Campus: CSU Long Beach -- September 14, 2001

U.S. Secretary of Education Paige Lauds Long Beach Education Partnership

U.S. Secretary of Education Rod Paige traveled to Long Beach on Friday, Sept. 7, to see first-hand the shared successes of California State University, Long Beach and Bret Harte Elementary School, which work together under the seamless education initiative of the Long Beach Education Partnership.

The visit to Bret Harte was one of several Paige will make on his cross-country "Back to School, Moving Forward" tour to promote school accountability through family, school and community activity.

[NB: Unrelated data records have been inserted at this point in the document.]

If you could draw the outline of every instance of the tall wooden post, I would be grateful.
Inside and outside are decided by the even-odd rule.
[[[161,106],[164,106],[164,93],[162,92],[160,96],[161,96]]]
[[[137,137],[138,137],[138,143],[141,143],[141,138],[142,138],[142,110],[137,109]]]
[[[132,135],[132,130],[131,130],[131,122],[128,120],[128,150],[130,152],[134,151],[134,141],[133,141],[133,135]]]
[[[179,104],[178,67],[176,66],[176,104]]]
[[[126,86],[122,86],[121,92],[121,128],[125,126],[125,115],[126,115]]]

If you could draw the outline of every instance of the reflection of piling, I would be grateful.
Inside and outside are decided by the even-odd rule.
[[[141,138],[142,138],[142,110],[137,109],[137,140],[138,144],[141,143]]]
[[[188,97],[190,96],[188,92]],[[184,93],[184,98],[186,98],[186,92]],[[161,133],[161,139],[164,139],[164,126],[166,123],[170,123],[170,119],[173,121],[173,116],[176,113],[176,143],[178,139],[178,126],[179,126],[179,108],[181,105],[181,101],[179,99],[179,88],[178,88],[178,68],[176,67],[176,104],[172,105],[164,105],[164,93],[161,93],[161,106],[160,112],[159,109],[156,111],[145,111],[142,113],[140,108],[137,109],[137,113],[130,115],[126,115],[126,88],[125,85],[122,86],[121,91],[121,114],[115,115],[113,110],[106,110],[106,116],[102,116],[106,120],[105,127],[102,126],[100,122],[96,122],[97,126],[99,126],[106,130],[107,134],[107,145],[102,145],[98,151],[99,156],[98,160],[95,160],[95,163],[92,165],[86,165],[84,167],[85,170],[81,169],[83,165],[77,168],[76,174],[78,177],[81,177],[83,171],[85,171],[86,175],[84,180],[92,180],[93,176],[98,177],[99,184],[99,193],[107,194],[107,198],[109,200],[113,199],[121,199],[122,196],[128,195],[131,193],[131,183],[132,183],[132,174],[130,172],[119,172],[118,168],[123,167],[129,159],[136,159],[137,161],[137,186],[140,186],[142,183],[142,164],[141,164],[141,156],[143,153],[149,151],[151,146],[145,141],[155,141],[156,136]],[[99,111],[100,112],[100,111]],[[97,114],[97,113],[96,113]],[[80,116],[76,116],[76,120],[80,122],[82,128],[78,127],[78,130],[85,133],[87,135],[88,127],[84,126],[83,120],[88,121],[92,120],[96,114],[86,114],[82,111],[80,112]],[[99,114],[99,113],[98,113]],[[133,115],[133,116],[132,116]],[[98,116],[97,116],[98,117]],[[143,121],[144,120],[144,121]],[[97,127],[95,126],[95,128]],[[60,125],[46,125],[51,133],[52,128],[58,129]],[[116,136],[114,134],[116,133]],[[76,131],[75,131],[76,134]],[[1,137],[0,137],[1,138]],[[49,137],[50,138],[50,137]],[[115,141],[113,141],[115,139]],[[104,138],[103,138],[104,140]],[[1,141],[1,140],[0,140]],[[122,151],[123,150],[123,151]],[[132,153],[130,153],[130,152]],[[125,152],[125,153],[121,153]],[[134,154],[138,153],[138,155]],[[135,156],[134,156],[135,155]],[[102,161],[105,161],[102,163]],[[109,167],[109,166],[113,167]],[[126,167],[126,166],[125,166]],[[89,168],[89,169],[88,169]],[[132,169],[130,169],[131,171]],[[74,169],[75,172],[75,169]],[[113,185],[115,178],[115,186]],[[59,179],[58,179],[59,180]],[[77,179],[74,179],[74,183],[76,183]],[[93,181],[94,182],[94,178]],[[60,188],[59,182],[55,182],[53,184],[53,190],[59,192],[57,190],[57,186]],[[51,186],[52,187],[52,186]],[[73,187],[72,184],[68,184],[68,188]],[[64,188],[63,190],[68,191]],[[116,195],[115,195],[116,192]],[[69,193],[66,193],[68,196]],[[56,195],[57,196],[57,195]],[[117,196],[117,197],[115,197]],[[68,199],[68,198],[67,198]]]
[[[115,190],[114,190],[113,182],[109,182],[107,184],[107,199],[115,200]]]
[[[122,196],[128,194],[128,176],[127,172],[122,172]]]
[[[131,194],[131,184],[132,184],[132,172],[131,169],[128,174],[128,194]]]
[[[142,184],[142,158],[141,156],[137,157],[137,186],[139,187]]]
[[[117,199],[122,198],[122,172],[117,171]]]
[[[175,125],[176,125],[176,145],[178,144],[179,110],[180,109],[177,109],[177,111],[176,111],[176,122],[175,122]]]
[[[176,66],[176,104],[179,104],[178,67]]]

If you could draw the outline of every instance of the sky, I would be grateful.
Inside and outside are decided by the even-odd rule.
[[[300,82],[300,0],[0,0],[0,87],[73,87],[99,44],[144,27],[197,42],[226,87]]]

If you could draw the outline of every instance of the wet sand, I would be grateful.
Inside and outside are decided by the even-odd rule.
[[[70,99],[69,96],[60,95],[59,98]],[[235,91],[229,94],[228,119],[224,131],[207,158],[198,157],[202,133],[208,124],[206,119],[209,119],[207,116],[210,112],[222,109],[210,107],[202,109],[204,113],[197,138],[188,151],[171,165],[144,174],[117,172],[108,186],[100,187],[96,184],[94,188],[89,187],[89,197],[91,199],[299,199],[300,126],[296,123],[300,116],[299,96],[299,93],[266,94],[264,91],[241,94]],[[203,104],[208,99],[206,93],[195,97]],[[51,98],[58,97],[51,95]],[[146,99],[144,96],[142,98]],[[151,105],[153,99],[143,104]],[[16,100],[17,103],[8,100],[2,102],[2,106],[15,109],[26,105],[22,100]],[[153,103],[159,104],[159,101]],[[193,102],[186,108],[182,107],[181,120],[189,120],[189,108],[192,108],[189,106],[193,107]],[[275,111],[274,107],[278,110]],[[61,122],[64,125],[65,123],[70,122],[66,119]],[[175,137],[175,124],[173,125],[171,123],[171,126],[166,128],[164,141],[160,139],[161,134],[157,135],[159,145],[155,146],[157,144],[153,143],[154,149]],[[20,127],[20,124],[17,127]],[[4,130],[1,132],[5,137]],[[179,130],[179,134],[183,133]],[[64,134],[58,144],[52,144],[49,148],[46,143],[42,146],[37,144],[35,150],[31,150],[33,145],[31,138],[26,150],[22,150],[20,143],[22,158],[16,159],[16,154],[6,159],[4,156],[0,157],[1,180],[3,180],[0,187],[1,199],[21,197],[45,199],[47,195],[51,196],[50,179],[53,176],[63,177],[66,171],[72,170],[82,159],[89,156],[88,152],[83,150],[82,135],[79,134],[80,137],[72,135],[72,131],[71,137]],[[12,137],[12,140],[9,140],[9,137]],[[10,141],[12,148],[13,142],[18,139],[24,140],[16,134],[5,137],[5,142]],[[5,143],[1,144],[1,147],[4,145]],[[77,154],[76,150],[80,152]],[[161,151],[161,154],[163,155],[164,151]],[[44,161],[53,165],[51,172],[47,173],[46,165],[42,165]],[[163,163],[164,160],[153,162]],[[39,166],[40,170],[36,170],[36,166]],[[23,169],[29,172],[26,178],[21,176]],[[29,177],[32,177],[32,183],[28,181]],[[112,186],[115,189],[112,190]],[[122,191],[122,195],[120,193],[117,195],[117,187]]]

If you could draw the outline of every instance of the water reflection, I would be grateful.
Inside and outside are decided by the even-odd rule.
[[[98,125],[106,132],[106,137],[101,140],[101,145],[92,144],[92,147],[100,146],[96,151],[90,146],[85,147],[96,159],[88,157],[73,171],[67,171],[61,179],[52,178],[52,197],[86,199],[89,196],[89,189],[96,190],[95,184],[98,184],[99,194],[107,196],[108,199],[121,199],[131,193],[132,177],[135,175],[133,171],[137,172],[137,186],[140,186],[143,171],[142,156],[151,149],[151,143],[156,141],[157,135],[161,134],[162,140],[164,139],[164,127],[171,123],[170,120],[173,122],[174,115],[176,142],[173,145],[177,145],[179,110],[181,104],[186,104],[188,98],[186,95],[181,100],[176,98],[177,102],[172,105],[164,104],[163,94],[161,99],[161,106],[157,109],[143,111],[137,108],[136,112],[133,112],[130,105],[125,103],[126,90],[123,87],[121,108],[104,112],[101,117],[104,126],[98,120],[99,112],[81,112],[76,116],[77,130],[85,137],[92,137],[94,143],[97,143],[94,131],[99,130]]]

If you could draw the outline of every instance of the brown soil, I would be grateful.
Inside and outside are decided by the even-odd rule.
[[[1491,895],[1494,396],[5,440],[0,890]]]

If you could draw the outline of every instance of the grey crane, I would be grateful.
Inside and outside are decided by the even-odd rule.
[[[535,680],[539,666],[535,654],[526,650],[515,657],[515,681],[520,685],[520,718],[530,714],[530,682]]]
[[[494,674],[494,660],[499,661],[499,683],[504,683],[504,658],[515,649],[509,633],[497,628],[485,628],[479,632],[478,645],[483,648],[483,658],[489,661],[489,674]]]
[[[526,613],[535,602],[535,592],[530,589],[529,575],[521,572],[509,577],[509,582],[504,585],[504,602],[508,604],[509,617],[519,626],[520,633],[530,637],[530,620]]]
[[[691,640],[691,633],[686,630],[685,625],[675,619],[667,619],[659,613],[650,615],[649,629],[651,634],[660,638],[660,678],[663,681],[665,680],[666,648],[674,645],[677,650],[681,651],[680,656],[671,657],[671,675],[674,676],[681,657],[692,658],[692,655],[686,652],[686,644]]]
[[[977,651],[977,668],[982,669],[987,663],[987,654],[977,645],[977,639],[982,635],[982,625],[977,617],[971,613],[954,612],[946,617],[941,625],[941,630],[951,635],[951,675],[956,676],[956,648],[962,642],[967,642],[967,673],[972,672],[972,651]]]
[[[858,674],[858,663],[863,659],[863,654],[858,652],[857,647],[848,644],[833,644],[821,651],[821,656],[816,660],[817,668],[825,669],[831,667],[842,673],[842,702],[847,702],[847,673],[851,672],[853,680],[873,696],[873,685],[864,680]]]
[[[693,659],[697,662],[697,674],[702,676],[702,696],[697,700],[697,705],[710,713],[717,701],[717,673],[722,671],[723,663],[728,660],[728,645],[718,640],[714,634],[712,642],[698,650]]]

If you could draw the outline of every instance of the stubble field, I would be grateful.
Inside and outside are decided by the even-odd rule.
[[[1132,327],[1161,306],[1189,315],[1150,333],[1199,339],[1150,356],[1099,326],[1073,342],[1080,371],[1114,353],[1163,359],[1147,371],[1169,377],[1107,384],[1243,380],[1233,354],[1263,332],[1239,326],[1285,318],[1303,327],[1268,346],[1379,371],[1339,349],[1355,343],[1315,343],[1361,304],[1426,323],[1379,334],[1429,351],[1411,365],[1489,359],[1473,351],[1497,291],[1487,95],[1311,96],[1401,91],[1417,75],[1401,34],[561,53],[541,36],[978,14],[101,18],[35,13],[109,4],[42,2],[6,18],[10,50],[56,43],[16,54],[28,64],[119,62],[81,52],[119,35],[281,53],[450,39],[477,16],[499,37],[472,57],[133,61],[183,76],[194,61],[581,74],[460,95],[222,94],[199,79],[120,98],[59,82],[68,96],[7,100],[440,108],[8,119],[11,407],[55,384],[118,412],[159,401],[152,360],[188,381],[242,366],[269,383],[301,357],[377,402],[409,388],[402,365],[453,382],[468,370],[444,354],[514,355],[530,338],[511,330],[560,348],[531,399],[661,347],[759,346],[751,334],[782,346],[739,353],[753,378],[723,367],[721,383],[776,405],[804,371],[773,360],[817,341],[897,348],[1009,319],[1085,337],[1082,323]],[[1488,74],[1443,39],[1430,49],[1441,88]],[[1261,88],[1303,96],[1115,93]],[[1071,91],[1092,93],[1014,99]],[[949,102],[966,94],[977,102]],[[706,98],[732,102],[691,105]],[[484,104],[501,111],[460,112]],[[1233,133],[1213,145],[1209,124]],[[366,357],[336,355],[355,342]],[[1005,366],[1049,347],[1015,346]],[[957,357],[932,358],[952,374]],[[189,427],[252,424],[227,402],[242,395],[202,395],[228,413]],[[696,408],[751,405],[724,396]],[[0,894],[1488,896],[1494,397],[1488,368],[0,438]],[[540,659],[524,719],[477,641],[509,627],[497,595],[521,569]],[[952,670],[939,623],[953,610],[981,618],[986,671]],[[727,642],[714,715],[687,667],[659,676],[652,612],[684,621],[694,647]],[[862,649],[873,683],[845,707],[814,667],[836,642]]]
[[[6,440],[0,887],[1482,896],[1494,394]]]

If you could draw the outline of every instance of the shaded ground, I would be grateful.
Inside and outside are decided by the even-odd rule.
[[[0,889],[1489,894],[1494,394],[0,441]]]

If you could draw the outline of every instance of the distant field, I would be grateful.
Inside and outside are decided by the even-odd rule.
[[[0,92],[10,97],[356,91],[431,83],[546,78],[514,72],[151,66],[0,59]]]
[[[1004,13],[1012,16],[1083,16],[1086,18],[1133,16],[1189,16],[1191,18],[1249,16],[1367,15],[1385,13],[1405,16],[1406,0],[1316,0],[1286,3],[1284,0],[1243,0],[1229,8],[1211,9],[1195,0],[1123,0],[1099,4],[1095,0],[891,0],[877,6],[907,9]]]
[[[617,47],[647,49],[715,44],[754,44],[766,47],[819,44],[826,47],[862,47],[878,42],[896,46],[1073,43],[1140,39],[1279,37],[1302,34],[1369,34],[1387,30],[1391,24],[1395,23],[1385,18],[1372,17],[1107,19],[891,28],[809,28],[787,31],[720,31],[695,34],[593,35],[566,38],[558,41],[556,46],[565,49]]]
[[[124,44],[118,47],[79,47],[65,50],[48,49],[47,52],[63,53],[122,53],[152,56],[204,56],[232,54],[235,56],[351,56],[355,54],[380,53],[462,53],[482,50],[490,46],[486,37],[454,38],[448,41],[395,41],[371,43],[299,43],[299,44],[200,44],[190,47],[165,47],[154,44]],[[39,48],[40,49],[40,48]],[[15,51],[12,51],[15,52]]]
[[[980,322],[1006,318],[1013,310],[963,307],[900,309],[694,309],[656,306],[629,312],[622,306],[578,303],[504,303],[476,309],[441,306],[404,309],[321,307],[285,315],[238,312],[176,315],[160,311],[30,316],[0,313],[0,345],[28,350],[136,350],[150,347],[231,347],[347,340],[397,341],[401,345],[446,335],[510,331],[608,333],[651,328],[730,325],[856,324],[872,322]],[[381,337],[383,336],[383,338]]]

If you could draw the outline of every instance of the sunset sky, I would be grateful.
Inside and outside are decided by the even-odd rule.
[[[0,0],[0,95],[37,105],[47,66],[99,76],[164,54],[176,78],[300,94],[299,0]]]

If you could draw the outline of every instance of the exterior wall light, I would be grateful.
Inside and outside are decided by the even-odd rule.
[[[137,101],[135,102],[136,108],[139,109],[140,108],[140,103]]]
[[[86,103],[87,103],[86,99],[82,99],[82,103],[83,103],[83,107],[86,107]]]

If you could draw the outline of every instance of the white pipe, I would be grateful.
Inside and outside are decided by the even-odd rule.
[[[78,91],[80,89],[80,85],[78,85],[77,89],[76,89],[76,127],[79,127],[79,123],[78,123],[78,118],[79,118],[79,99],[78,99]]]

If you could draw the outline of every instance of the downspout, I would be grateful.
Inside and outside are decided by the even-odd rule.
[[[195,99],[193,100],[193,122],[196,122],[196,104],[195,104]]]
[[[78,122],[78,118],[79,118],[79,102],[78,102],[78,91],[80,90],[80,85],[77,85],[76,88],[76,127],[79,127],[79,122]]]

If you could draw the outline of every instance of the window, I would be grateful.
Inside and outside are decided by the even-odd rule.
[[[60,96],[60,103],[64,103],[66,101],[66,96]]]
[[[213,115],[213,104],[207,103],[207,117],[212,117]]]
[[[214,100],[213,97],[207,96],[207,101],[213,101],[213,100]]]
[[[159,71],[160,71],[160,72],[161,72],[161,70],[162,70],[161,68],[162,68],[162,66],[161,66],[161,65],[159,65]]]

In addition to spending time with children in their classrooms and at an all-school spirit assembly, he participated in a roundtable discussion with key partnership participants including U.S. Congressman Steve Horn, California State University Chancellor Charles Reed, CSULB President Robert Maxson, Long Beach Unified School District Superintendent Carl Cohn, Bret Harte School Principal Diane Brown and Teacher Specialist Patti Nagano.

The partnership between the university and the school includes several teacher education students working with experienced teachers in the classroom as part of earning their own credentials. The university also offers specialized training to the school's teachers. Paige pointed to Bret Harte School's accomplishments as indicative of the overall effectiveness of the Long Beach Education Partnership in helping children succeed in the classroom. "The seamlessness of your system is something America should really pay attention to and I want to congratulate you on that."

According to Cohn, the district and university have focused on better preparation of teachers and improving the quality of teaching and teacher development. Pointing to increases in reading and math scores over the past four years at the school, Cohn stated, "SAT 9 results confirm we do an outstanding job."

Maxson noted that one benefit to the program is that aspiring teachers learn the realities of teaching in an urban classroom before earning their credentials. "There are no shortcuts," he said, "just roll up your sleeves and course by course, make sure children are learning what they need."

Reed discussed CSU's role in teacher preparation in California, already preparing 60 percent of the state's teachers and planning to increase teacher numbers by some 15,000 next year. Considering the state's increasing demand for qualified instructors, Reed said, "We need more teachers who look like their students. The only place I know where we can recruit these teachers is in the classroom."

Paige was particularly complimentary of the shared commitment of teachers, administrators and community members to include themselves as part of the solution to improving schools.

Referencing President George W. Bush's "Leave No Child Behind" education reform plan, Paige said, "If a school changes and becomes really productive, it will be because of the people who walk around in the building. It will not do so because of the people who walk the halls of Congress. We must provide the resources to help the people in the building get the job done."